The stepping relay 101 upon the actuation of one of the four selector switches 61, 62, 63 or 64, which switches correspond to the preview, pay channel 1, pay channel 2, and free channels, respectively, rotates the armatures of wafer sections 103a-103i to the terminal positions corresponding to the selected channel. In the case of the preview channel, the armatures of switch wafers 103a-103 step to terminals 1. For pay channels 1, 2 and the free channel, the terminal positions are 3, 5 and 7, respectively. These four terminal positions on the wafers are consistent through all nine wafer sections and hence act to permit setting the entire receiver-converter circuit 30 in accordance with the subscribers programming wishes.

Wafer section 103b permits pay channels 1 and 2 to be reset to the preview channel by commoning, over lead 117, terminals 3 and 5 of that Wafer to the high side of relay 104, which is associated with the preview channel. Whenever the armature of wafer section 103b contacts terminals 3 or 5, battery 65 is connected by way of lead 117 to the front contact 2 of the trigger relay 52. Operation of relay 52 completes a circuit for relay 104 in the preview channel. This causes the stepping relay 101 to step to the preview channel position (wafer terminals 1). It will be remembered that the system is recycled to the preview channel by operating trigger relay 52 from the master or main station with the 9.25 mc. carrier signal.

Wafer section 103e provides a visual indication of the channel selected. Terminals 1, 3, 5 and 7 are individually connected through neon lights to ground and a source of B+ 65 is connected to the armature of the section. The result is that a light unique to the selected channel is lighted each time a channel is selected.

Switch wafer 103d is arranged to connect a source of B+ 65 through serially connected back contacts 3 of each one of relays 104, 105, 106 and 107 to the tubes in the receiver-converter 30. More particularly, battery 65 is applied serially through back contact 3 of the relays by way of lead 121 to terminals 1, 3 and 5 of wafer 103d, and through a shorting contact at switch position 11 over lead 122 to the receiver-converter tubes.

Before considering the details of the switching that occurs in the RF amplifier 42, mixer circuit 43 and local oscillator circuit 44, it is well to briey consider the principal components of these circuits that are exemplarily illustrated in block diagram form in FIG. 1. Bandpass RF amplilier 42 includes a triode vacuum tube 131 with its related circuitry including three tuned plate circuits illustrated generally at 45C. The mixer circuit 43 includes tetrode 132 and three tuned R-L circuits generally indicated at 45h. And local oscillator circuit 44 includes a vacuum tube 133 and three tuned R-L circuits generally illustrated at 45a.
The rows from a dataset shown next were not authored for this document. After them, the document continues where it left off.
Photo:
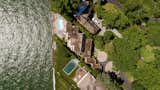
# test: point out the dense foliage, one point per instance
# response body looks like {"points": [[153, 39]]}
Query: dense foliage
{"points": [[112, 16], [138, 52]]}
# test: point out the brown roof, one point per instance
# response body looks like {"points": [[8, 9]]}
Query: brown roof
{"points": [[75, 38], [88, 24], [88, 48], [79, 74], [93, 63]]}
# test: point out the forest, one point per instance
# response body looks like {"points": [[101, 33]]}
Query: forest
{"points": [[138, 52]]}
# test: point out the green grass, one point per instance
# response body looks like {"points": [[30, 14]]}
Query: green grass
{"points": [[61, 57]]}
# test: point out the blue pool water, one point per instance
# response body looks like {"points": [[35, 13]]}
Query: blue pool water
{"points": [[60, 24]]}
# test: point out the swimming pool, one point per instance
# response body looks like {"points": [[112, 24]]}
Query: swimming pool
{"points": [[71, 66], [60, 23]]}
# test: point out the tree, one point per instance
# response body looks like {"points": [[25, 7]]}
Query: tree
{"points": [[126, 51], [136, 85], [111, 16]]}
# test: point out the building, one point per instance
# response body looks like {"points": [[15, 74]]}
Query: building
{"points": [[86, 81], [88, 24], [88, 48], [75, 39], [92, 61]]}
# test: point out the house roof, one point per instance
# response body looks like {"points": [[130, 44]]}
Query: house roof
{"points": [[88, 48], [93, 63], [74, 39], [88, 24]]}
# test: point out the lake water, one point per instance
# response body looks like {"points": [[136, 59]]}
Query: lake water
{"points": [[25, 45]]}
The output from the mixer across transformer 135 is connected to leads 136 and 137 which are connected to commoned terminals 1, 3 and 5 of the switch sections 103e and 1031.
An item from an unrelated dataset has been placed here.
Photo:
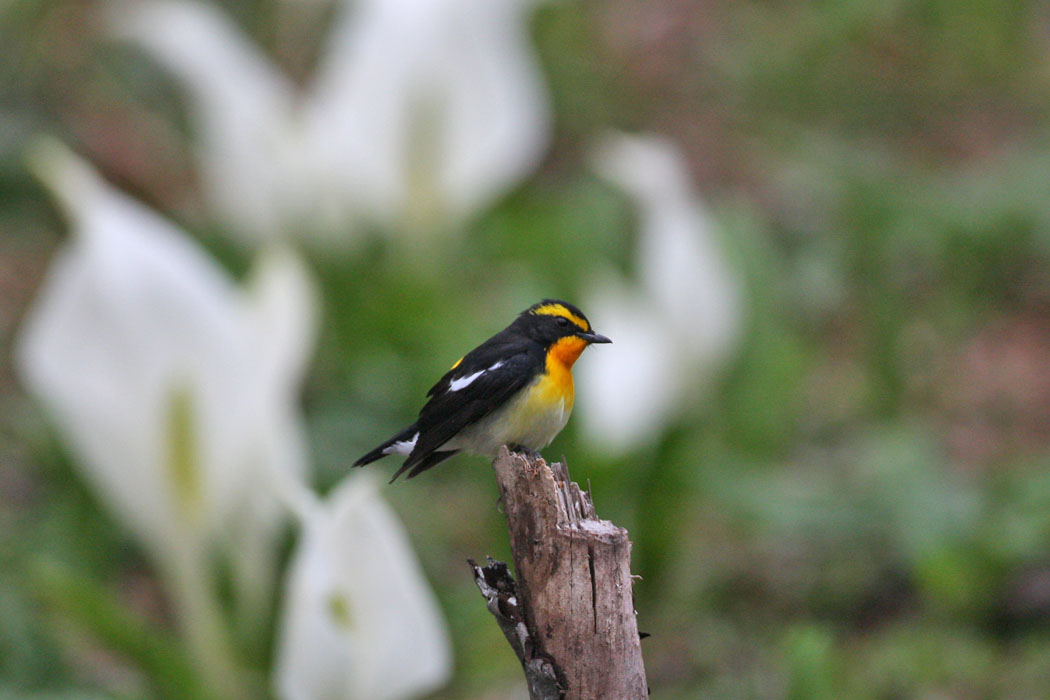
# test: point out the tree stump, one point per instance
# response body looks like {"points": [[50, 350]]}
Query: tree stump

The particular position of the stepping relay 101, which in turn determines the positioning of switches 103e and 103i, applies the output from the mixer 43 across the input to the TV receiver 56 if the preview channel or pay channels 1 or 2 are in use. Alternatively, if switch 64 has been switched to the FREE position, receiver 56 is connected directly to the antenna 60.
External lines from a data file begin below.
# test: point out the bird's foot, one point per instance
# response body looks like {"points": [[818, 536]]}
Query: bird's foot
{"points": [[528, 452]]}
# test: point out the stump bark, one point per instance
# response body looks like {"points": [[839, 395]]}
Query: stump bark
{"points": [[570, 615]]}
The picture and sound carriers for the preview and pay channels 1 and 2 are commoned and transmitted to the subscriber station over cable 29 to the cathode of tube 131 in the bandpass RF amplifier. If the preview channel switch 61 has been depressed the tuned circuit 141a corresponding to the picture and sound carriers for the preview bandwidth, is connected in the plate circuit of tube 131 through switch wafer 103i thereby permitting the preview carriers to be amplified. The amplified signal is fed from the plate of tube 131 through switch wafer 10311 to the grid of the mixer tube 132. The selection of the preview channel also switches the tuned circuit 142a associated therewith across the input to the mixer. In addition, due to the instant position of stepping switch 101, the tuned circuit 143a associated with the preview channel band width is connected to the grid of the oscillator tube 132 that beats the picture and sound carriers of the preview channel. The demodulated output of mixer 43, which is a picture and sound carrier corresponding to channel 6 of the receivers tuner, is connected through transformer 135 to the receiver 56.

In a similar manner, if pay channel 1 or 2 is selected, rather than the preview channel, the appropriate set of R-L circuits, 14112, 142b and 143b in the case of pay channel 1 and 141e, 142e` and 143e in the case of pay channel 2 are connected into their appropriate circuits to pass only the frequencies of the instant selected channel as well as to select the proper beat frequency, as mentioned in connection with the block diagram of FIG. 1.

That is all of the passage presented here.